Bakın sevgili gençler, ahlâk, pratiği olmayan bir teori değil; bilakis kendi pratiğini zorunlu kılan İslamî bir ıstılahtır. Nitekim ahlâklı davranma, ahlâkî bir erdem, politik bir tedbirden ziyade bir iman konusudur. Bir insanın iman-ahlak problemini çözmeden yürümesi; farklı bir ifadeyle iman ile ahlakın bağını kopararak yol alması mümkün değildir. Bugün birçok kavramın içi boşaltılmış ve çoğu kez İslâm’a zıt manalarla kirletilmiştir. Önce bunların ayıklanması ve aslına rücu ettirilerek Kur’anî zeminde ihya edilmesi lazım. Biz “Ahlâk” derken, batıda “etik” denilen, moral değerler denilen ifadeyi kastetmiyoruz. Demek 3 istediğim o ki, burada sancısını duyduğumuz sorunlar apayrıdır. Ahlâk ve etik ifadeleri, ne bilgi (epistemik) yönüyle ne de amaç ve hedefleri yönüyle aynıdır. Değerlendirmeleri maalesef ayarı bozulmuş, hatalı hatta ilgisiz ölçü birimleriyle yapıyoruz. Kalibrasyona ve dâhi ölçü birimini yeniden teyide ihtiyaç vardır. Allah (cc), “Ve sen elbette yüce bir ahlâk üzeresin…” (Kalem, 68/4) diye buyururken, Peygamberimizi (sav) tescil ve tarifle bize rehber kılıyor. Dolayısıyla ayara yeniden lüzum da bozulmuş zihnî yapımızla kalibreyi nerede yapacağımız da ortadadır. İnsan, serbest zaman ve mekânlarda nasıl davranıyorsa hakikatte ‘kendisi o’dur. İşte Ahlâk-tevhid ilişkisinin can alıcı noktası da burasıdır. Tutarlılık. Tevhid ahlak ilişkisi, bilmekten ziyade bir durumu gösterir; bu,ilmiyle amil olmaktır. Farklı bir ifadeyle, ahlaktevhid bütünlüğü.

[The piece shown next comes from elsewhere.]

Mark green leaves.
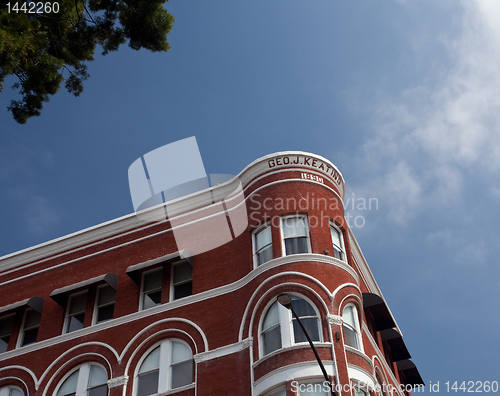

3-Bir röportajınızda[1] “İçinde bulunulan şartlara asla bigâne kalmadan kendi değerleri üzerinde yürüme lüzumundan söz ediyorum” diyorsunuz, modern dünyanın oluşturduğu yaşam pratikleri ve muhayyilesine karşı Müslüman şahsiyet bunu nasıl başarabilir?

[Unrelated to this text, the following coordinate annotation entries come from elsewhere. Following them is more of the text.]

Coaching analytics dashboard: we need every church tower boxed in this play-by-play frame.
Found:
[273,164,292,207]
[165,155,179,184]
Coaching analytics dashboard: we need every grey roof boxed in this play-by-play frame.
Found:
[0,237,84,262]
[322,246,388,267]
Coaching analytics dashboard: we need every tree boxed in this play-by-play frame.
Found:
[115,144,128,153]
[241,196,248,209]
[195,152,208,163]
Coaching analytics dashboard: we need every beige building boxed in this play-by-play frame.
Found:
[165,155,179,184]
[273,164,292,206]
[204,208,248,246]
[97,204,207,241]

Kirlenmiş bilgilerin, bilgi enflasyonunun önce norm değerlere çekilme zorunluluğu vardır. Kur'ân, “oku” derken “Rabbinin adıyla” diye ekliyor. Ardından, “yaratanın rab olduğu” gerçeği, ezber bozan mesaj olarak bildiriliyor. Vahiy, zihnî yapısı cihetiyle insanı adeta yeniden inşa ediyor.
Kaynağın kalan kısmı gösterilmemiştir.